Colloquium focuses on ties with China

21 November 2008 | Story by Chris McEvoy

seminar
Bridge-building: A colloquium on relations with China was held at the Centre for African Studies recently. From left, Vice-Chancellor Dr Max Price, Deputy Vice-Chancellor Prof Thandabantu Nhlapo and Dr Marcellette Williams, Senior Vice President at the University of Massachusetts (Amherst).

Would it be viable for UCT to establish a Confucius Institute?

This was the underlying question at a colloquium hosted by Deputy Vice-Chancellor, Professor Thandabantu Nhlapo, which examined the role of Confucius Institutes in bringing African and Chinese universities together.

Nhlapo proposed the colloquium after the establishment of such a centre at UCT was first mooted.

The colloquium was opened by Vice-Chancellor Dr Max Price, who stressed the importance of globalisation and diversity in higher education. Keynote speaker Dr Marcellette Williams, senior vice-president at the University of Massachusetts, spoke on the future of higher education and its role in a changing society of "globo-sapiens".

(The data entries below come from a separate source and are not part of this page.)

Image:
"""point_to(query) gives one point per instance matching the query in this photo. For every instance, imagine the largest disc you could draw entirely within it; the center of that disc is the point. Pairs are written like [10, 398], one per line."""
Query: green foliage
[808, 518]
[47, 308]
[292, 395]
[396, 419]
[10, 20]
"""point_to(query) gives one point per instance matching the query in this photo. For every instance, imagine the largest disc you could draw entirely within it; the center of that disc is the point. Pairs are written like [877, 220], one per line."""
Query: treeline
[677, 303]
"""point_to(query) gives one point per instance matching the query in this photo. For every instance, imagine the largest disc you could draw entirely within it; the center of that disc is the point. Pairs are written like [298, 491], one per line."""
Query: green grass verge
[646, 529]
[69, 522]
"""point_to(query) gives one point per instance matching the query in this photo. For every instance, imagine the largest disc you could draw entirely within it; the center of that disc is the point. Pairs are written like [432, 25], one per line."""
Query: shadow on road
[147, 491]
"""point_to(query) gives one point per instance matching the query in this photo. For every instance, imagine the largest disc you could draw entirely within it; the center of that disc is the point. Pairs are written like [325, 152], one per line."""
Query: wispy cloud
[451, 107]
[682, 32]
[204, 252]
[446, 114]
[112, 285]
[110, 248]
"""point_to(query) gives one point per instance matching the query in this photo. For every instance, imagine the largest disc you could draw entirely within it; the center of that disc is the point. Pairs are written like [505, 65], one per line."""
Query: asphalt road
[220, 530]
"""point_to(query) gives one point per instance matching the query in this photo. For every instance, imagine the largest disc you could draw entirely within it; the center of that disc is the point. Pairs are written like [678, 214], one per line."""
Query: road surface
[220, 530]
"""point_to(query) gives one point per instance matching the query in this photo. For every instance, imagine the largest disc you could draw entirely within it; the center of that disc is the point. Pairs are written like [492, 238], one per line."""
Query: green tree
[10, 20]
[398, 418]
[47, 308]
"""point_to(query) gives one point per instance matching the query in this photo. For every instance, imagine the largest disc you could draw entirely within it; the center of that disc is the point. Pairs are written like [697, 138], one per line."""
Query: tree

"The future academic won't be a voice of confrontation but a voice of dissent, keeping alive the multiple ways of knowing," she said. "The public has entrusted us not to do their thinking for them, but to think out loud."

Dr Loveness Kaunda, director of internationalisation at UCT, explained that the purpose of the colloquium was to bring together academics and decision makers to discuss the possibility of establishing a Confucius Institute at UCT.

"We have to ask questions such as, what form it would take, who would govern it, and will it be sustainable?" she said.

Over 200 Confucius Institutes have been established at education institutions around the world to teach and promote Chinese languages and culture, and to provide an opportunity for the local community to access knowledge about China to facilitate social and business interactions.